We conducted a retrospective cohort study using the JMDC (JMDC Inc., Tokyo, Japan) Hospital database, focusing on patients undergoing elective cardiac surgery between 1 April 2016 and 31 May 2023. Patients were classified according to whether they underwent ANH, into ANH and non-ANH groups. The primary outcome was initiation of RRT within seven days postoperatively. Secondary outcomes were in-hospital mortality, length of hospital stay, and units of allogeneic blood transfusion on the day of surgery. To address confounding, we used marginal structural models with standardized mortality ratio weighting based on the propensity score.

Results

Among 19,387 patients, 1,644 (8%) received ANH. After standardized mortality ratio weighting, the ANH group had a lower incidence of postoperative RRT than the non-ANH group (28/1,644 [2%] vs 45/1,639 [3%]; risk ratio, 0.63; 95% confidence interval, 0.43 to 0.92; P = 0.02).

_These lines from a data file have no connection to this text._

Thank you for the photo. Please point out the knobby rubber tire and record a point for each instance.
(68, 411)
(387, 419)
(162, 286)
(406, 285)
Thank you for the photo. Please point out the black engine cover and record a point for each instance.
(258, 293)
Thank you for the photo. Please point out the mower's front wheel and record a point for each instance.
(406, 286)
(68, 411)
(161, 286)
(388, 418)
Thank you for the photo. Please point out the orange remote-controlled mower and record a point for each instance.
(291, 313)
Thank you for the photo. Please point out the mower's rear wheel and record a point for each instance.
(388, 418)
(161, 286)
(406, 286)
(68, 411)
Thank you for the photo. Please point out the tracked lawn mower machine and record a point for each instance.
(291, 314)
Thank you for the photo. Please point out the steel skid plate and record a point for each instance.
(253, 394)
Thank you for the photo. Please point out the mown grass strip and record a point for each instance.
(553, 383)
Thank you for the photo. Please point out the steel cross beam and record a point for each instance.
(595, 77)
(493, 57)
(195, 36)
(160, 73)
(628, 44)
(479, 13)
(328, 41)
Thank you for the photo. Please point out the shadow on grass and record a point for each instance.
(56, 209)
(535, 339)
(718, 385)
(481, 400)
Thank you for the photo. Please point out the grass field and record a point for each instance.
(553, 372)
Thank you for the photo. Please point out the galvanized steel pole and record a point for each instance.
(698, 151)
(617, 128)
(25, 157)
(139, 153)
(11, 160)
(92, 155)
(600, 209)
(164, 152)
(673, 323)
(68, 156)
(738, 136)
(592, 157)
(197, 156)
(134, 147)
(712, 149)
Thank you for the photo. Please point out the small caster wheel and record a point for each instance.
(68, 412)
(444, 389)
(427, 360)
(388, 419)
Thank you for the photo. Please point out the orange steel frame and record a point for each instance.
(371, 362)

The ANH group also required fewer allogeneic blood transfusion units on the day of surgery. In-hospital mortality did not differ significantly between groups.

Conclusion

In elective cardiac surgery, ANH was associated with reduced postoperative RRT and allogeneic transfusion requirements; however, residual confounding may persist, requiring confirmation in future studies.